- 2 C vegetable broth
- 1/4 C all-purpose flour
- 1 Tbs olive oil
- 3 cloves garlic, minced
- Pinch of dried thyme (crumbled in your fingers)
- 1/4 tsp salt
- Several pinches of freshly ground black pepper
- 1/8 tsp turmeric
- 3/4 C nutritional yeast
- 1 Tbs lemon juice
- 1 tsp prepared yellow mustard
- Optional: 1/4 C Tofutti sour cream
- Optional: Vegan Parmesan cheese
- Combine the broth and flour in a measuring cup and whisk until dissolved. Preheat a small sauce pan over medium-low heat. Place the oil and garlic in the pan and gently cook for about 2 mins, stirring often and being careful not to burn the garlic.

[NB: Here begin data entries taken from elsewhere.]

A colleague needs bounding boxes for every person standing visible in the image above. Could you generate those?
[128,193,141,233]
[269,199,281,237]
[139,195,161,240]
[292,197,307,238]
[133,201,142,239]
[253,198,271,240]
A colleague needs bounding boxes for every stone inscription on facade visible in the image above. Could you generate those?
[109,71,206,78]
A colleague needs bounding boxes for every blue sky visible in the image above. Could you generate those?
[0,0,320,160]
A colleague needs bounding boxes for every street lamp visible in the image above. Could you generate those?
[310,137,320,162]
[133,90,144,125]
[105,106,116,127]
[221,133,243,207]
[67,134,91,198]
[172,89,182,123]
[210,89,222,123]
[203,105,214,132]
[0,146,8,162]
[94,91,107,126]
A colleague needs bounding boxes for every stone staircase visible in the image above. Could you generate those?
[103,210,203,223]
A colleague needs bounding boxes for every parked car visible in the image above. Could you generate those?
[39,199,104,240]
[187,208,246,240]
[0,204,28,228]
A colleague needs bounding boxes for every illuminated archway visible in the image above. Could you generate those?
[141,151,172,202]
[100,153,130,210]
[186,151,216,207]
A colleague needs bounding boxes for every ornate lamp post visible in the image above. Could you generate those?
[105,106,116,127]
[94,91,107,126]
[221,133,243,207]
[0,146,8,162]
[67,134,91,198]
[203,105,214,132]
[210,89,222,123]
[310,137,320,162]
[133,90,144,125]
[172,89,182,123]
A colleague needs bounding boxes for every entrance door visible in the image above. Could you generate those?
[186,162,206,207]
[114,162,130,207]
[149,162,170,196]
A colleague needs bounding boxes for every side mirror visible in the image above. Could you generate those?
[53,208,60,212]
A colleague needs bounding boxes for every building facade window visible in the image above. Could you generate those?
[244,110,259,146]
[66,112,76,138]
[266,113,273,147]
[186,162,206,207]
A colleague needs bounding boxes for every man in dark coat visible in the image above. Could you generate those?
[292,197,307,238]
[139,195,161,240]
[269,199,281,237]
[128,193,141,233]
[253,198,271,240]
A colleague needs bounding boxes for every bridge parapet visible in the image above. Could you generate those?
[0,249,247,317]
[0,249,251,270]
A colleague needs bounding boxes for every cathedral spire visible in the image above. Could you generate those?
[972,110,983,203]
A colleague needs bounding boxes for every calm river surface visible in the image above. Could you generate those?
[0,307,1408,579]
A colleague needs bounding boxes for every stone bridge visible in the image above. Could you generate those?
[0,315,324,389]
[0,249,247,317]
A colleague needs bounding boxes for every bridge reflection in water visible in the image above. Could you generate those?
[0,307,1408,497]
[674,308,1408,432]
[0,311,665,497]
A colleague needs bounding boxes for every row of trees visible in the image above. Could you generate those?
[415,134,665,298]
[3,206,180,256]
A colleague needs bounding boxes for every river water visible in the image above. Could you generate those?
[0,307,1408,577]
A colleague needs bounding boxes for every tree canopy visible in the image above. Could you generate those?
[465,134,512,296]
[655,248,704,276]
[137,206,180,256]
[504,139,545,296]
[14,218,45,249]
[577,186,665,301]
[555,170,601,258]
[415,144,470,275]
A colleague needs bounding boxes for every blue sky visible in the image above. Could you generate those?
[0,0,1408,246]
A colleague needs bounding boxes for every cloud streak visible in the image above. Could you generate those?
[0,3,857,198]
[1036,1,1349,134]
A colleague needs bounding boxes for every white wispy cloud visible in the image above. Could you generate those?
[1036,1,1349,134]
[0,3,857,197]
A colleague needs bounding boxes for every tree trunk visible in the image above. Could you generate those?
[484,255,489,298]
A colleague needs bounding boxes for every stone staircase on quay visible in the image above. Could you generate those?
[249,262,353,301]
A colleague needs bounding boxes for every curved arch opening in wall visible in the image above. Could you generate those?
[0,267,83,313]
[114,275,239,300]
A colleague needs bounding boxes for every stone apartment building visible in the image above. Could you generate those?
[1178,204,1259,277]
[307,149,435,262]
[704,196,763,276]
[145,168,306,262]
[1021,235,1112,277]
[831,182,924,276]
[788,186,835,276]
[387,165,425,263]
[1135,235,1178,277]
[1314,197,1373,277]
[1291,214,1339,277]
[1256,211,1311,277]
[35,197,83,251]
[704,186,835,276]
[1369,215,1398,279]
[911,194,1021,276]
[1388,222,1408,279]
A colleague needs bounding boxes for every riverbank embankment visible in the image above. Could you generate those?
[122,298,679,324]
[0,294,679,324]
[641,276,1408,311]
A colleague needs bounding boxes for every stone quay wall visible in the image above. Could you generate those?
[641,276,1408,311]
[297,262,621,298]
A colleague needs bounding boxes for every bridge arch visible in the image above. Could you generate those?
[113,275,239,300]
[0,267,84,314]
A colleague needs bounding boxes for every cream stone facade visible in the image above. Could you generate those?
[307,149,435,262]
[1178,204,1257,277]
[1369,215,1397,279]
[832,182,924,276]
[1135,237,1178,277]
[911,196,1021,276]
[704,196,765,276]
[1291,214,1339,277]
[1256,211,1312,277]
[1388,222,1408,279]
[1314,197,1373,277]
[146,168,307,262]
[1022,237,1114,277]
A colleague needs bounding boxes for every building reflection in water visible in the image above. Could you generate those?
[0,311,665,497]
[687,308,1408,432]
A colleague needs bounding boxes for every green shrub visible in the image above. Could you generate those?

- Add the thyme, salt, and pepper, and cook for about 15 seconds. Add the broth, turmeric, and nutritional yeast, and raise the heat to medium. Use a whisk to stir constantly. The mixture should start bubbling and thickening in about 3-5 mins; if it doesn’t, turn the heat a bit higher.
- Once the mixture is bubbling and thickening, stir and cook for about 2 more mins. Add the lemon juice and mustard. The mixture should resemble a thick, melty cheese.
- Taste for salt (you may need more depending on how salty the vegetable broth is), turn off the heat, cover the pan to keep it warm until ready to use. (If using the sour cream, add it now). The top might thicken a bit while it sits, but you can stir it and it will be fine. Serve warm and enjoy!